The article published by amaBhungane on 12 December 2022 should not surprise any South African. This is what has become of the State Owned Enterprises (SOEs) and public institutions in which general bungling that includes gross neglect, inefficiency, and the use of the state for primitive accumulation by the ANC government has collapsed major SOEs.

Havoc has been wreaked at PRASA, Eskom is broken, Denel has been destroyed, Post Office is being buried, and is on its way to join SAA and Telkom i.e., being privatised. The list is endless.

In all these cases, the section of society that pays the ultimate price is the working class. Thousands of workers have lost their jobs, and families who lost breadwinners due to increased violence, road accidents and unemployment, are joining millions of other pauperised and impoverished households to celebrate Christmas in darkness and on empty stomachs.

In the case of PRASA, 80% workers who used to rely on trains are today forced to use unsafe, unreliable, and more expensive privately owned public transport. PRASA, which used to conduct 522 million passenger trips in 2011, had undertaken only 17 million in 2021, this means PRASA has lost billions of Rands in revenue today.
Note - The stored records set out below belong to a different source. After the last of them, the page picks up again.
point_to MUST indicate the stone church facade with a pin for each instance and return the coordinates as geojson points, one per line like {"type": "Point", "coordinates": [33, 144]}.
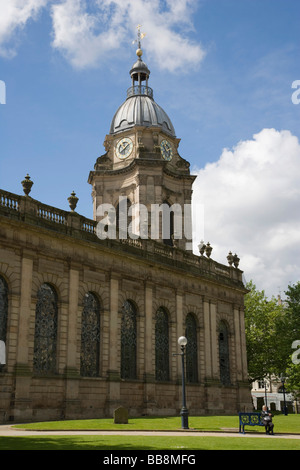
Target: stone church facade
{"type": "Point", "coordinates": [90, 322]}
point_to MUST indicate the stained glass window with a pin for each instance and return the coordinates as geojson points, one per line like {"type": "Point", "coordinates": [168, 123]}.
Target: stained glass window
{"type": "Point", "coordinates": [3, 308]}
{"type": "Point", "coordinates": [3, 311]}
{"type": "Point", "coordinates": [128, 341]}
{"type": "Point", "coordinates": [45, 337]}
{"type": "Point", "coordinates": [161, 345]}
{"type": "Point", "coordinates": [191, 350]}
{"type": "Point", "coordinates": [224, 354]}
{"type": "Point", "coordinates": [90, 336]}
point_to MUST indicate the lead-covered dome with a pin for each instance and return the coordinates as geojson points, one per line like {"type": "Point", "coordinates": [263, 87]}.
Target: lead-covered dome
{"type": "Point", "coordinates": [140, 109]}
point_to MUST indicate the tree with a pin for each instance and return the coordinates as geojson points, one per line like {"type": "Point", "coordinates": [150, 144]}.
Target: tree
{"type": "Point", "coordinates": [264, 348]}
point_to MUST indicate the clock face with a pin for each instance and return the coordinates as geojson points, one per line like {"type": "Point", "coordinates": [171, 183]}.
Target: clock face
{"type": "Point", "coordinates": [124, 148]}
{"type": "Point", "coordinates": [166, 150]}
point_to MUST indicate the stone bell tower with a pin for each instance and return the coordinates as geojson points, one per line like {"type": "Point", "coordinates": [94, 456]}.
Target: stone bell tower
{"type": "Point", "coordinates": [142, 167]}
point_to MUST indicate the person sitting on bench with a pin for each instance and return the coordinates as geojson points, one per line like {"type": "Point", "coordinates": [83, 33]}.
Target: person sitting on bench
{"type": "Point", "coordinates": [266, 418]}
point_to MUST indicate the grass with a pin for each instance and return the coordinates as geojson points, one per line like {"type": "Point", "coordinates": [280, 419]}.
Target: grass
{"type": "Point", "coordinates": [149, 444]}
{"type": "Point", "coordinates": [283, 424]}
The 97% decline in passenger trips between 2011 and 2021 means most workers who previously relied on trains to and from work, and to commute between towns and townships, have switched to road transport. This is a nightmare in major cities like Pretoria, Johannesburg, Cape Town, and Durban. It has resulted in traffic congestion never seen before, congestion inconvenient for work and school, and that sentences people to road deaths due to increased car and trucks accidents.
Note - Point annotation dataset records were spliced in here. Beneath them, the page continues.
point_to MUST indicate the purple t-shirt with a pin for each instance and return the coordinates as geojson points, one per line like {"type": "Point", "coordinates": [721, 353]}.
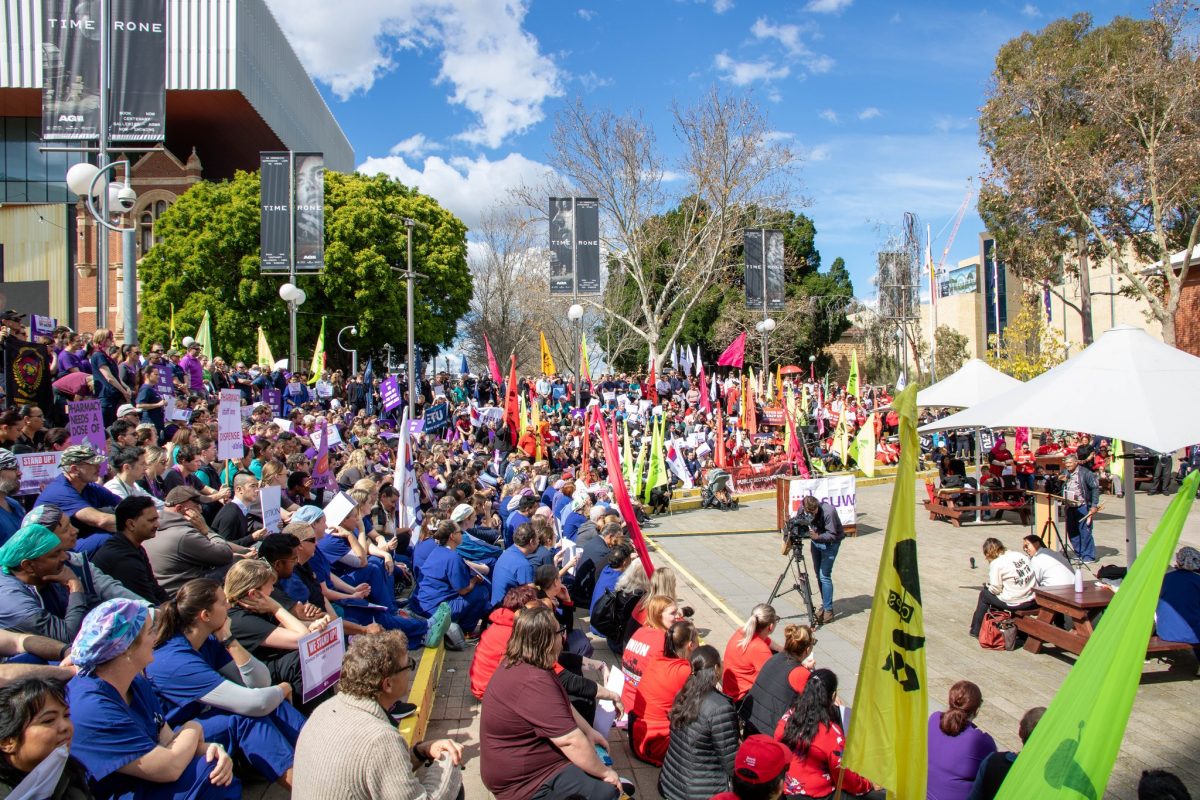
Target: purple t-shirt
{"type": "Point", "coordinates": [954, 761]}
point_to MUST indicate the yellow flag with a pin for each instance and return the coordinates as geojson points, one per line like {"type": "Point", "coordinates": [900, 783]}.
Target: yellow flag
{"type": "Point", "coordinates": [888, 739]}
{"type": "Point", "coordinates": [547, 361]}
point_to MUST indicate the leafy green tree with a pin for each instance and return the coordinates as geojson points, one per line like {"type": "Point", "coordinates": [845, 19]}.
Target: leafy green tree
{"type": "Point", "coordinates": [208, 259]}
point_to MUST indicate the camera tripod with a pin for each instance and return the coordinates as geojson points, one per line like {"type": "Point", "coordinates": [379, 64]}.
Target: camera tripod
{"type": "Point", "coordinates": [797, 567]}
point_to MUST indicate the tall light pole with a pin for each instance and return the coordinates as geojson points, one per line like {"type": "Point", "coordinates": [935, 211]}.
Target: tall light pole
{"type": "Point", "coordinates": [575, 314]}
{"type": "Point", "coordinates": [354, 354]}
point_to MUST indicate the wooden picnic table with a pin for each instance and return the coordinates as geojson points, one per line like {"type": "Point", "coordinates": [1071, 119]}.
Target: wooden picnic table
{"type": "Point", "coordinates": [1084, 609]}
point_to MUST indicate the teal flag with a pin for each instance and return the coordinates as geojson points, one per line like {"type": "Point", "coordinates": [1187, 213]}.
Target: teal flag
{"type": "Point", "coordinates": [1073, 749]}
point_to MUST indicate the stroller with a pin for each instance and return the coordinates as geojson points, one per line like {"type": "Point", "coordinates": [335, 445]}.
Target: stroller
{"type": "Point", "coordinates": [717, 492]}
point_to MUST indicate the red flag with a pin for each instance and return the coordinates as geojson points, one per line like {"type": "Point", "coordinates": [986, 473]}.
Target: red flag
{"type": "Point", "coordinates": [511, 403]}
{"type": "Point", "coordinates": [706, 404]}
{"type": "Point", "coordinates": [621, 493]}
{"type": "Point", "coordinates": [492, 366]}
{"type": "Point", "coordinates": [735, 354]}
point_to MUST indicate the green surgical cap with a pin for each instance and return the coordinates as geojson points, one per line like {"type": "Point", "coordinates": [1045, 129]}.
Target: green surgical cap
{"type": "Point", "coordinates": [29, 542]}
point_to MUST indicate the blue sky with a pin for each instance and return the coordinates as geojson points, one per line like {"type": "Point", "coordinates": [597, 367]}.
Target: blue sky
{"type": "Point", "coordinates": [459, 96]}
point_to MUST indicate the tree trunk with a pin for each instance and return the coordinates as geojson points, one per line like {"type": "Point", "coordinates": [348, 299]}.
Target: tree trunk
{"type": "Point", "coordinates": [1085, 293]}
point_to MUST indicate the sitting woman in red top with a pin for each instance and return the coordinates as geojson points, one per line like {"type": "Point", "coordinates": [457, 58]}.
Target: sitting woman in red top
{"type": "Point", "coordinates": [811, 727]}
{"type": "Point", "coordinates": [647, 644]}
{"type": "Point", "coordinates": [748, 651]}
{"type": "Point", "coordinates": [649, 727]}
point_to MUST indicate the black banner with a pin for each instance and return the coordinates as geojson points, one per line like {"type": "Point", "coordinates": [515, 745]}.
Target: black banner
{"type": "Point", "coordinates": [562, 245]}
{"type": "Point", "coordinates": [138, 95]}
{"type": "Point", "coordinates": [27, 374]}
{"type": "Point", "coordinates": [70, 70]}
{"type": "Point", "coordinates": [774, 265]}
{"type": "Point", "coordinates": [754, 266]}
{"type": "Point", "coordinates": [310, 211]}
{"type": "Point", "coordinates": [587, 245]}
{"type": "Point", "coordinates": [275, 216]}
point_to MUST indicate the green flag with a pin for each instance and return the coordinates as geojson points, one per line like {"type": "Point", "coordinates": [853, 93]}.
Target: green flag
{"type": "Point", "coordinates": [204, 336]}
{"type": "Point", "coordinates": [1073, 749]}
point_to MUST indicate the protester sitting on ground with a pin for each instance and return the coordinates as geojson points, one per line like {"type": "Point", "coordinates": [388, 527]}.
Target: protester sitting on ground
{"type": "Point", "coordinates": [994, 768]}
{"type": "Point", "coordinates": [1009, 583]}
{"type": "Point", "coordinates": [1050, 567]}
{"type": "Point", "coordinates": [201, 672]}
{"type": "Point", "coordinates": [1177, 618]}
{"type": "Point", "coordinates": [185, 548]}
{"type": "Point", "coordinates": [532, 741]}
{"type": "Point", "coordinates": [35, 734]}
{"type": "Point", "coordinates": [647, 644]}
{"type": "Point", "coordinates": [262, 625]}
{"type": "Point", "coordinates": [781, 678]}
{"type": "Point", "coordinates": [811, 728]}
{"type": "Point", "coordinates": [649, 729]}
{"type": "Point", "coordinates": [119, 733]}
{"type": "Point", "coordinates": [76, 491]}
{"type": "Point", "coordinates": [352, 750]}
{"type": "Point", "coordinates": [748, 650]}
{"type": "Point", "coordinates": [759, 770]}
{"type": "Point", "coordinates": [703, 734]}
{"type": "Point", "coordinates": [957, 747]}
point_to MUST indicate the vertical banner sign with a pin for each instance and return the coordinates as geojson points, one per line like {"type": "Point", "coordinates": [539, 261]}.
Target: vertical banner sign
{"type": "Point", "coordinates": [587, 245]}
{"type": "Point", "coordinates": [229, 444]}
{"type": "Point", "coordinates": [70, 70]}
{"type": "Point", "coordinates": [774, 266]}
{"type": "Point", "coordinates": [310, 211]}
{"type": "Point", "coordinates": [275, 212]}
{"type": "Point", "coordinates": [562, 245]}
{"type": "Point", "coordinates": [754, 268]}
{"type": "Point", "coordinates": [85, 423]}
{"type": "Point", "coordinates": [138, 95]}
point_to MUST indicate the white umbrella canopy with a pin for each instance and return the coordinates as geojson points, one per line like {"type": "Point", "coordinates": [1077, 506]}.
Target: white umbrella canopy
{"type": "Point", "coordinates": [1121, 386]}
{"type": "Point", "coordinates": [971, 385]}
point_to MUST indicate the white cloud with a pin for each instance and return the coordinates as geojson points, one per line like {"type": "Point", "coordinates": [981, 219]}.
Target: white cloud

The amaBhungane revealed that unsatisfied bidders to the tender for “overhauling and maintenance” of the Passenger Railway Agency of South Africa (PRASA) trains and infrastructure are challenging the tendering process. This review process, if successful, will halt the “maintenance and overhaul” process. The unfortunate result will be continued delay in fixing PRASA and restoring railway commuting.
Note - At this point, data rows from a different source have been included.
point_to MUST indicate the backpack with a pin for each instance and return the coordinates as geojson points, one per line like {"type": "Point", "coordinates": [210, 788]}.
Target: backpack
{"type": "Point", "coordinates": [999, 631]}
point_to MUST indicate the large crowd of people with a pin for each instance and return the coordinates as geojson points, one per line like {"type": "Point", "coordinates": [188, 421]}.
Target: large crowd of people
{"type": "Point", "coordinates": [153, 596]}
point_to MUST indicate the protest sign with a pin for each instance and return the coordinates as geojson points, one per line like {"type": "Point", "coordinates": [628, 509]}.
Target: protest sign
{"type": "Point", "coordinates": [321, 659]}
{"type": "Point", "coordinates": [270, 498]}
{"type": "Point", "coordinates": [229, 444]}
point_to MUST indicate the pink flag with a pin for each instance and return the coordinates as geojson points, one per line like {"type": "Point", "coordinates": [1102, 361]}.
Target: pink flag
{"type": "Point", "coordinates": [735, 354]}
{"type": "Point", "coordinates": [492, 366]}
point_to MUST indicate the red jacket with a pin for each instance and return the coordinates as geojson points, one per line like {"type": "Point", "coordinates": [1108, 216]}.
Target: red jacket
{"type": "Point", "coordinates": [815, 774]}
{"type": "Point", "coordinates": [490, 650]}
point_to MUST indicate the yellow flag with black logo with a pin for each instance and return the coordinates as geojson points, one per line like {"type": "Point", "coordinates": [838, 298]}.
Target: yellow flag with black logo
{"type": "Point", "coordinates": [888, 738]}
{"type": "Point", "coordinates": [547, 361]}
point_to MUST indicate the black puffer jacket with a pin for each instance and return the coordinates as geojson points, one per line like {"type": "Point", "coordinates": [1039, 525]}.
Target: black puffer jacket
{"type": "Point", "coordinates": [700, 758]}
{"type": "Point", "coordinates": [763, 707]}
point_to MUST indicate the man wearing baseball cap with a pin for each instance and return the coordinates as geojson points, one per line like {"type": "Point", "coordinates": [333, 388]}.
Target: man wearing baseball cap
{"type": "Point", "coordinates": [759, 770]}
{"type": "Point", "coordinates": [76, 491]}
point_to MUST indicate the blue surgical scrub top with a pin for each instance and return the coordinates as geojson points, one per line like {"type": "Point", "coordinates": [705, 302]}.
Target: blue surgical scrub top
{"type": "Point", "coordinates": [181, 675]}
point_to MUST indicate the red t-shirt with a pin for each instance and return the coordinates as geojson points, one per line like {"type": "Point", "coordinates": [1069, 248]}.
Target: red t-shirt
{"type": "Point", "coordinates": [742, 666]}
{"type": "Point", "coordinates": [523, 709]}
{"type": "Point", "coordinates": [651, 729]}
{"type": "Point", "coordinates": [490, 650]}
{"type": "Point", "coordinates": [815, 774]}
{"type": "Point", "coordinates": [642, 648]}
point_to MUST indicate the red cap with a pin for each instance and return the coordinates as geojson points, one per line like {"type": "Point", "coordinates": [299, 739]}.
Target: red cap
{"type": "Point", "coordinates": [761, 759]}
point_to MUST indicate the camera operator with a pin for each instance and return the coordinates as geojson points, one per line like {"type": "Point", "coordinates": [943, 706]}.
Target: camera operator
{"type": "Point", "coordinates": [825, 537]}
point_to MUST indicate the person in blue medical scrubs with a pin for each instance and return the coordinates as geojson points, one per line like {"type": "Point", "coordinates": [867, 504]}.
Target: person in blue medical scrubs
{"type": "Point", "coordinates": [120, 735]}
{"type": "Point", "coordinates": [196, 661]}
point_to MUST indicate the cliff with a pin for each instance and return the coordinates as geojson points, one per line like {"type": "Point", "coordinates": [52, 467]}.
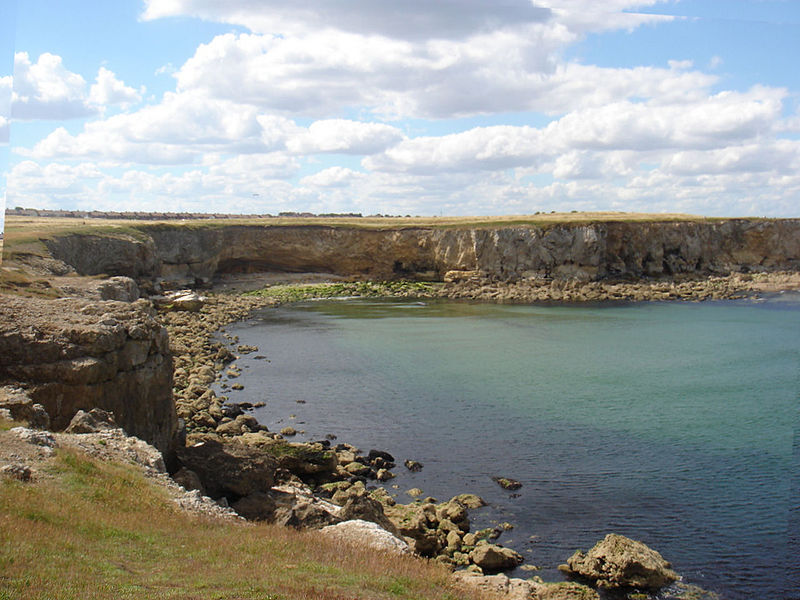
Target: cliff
{"type": "Point", "coordinates": [180, 255]}
{"type": "Point", "coordinates": [74, 354]}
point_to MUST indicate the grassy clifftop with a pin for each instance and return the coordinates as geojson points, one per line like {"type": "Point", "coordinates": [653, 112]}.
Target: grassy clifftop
{"type": "Point", "coordinates": [85, 528]}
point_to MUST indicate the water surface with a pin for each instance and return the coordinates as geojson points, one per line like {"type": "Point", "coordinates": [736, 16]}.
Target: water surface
{"type": "Point", "coordinates": [671, 423]}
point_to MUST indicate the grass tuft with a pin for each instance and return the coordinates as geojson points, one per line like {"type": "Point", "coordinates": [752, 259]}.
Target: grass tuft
{"type": "Point", "coordinates": [101, 530]}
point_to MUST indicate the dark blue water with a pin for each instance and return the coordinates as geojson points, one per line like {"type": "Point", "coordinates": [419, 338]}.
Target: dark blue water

The cancellation of the security contracts in 2019 that were awarded irregularly was correct, but PRASA management failed to ensure it found new security services to protect the rail infrastructure. Consequently, the rail infrastructure has been vandalised and systemically ripped by scrap metals syndicates, resulting in 323 train stations being damaged, 21 railway lines stopped, amongst others, due to being ripped, and 1100 signalling cables stolen.

Early this year, the Minister of Transport revealed that repairing this damaged and stolen infrastructure would cost over R4 billion. SAFTU suspect that the government leaders deliberately allow critical infrastructure to be destroyed so that they can issue new tenders for the benefit of their corruption networks.

These repair costs do not include the loss of revenue from commuter fares which have declined enormously.

A government responsible for such carnage does not deserve the citizens’ confidence. However, our main challenge is that our country only complains on social media but generally accept this abnormal situation. SAFTU calls on the working class to accept that power will concede nothing without a struggle. We need greater unity and determination to fight against the ANC-led government’s privatisation agenda, destruction and gross inefficiencies.

We must continue to demand that PRASA be urgently fixed to restore its traditional railway transporting lines and expand its reach to peripheral and rural towns. Our people require public transport system that is efficient, reliable, and cheaper. Public transport, like the provision of water, clean air, healthcare, education, energy, and safety, are too crucial functions to be handed over to the private sector to use for profit maximisation.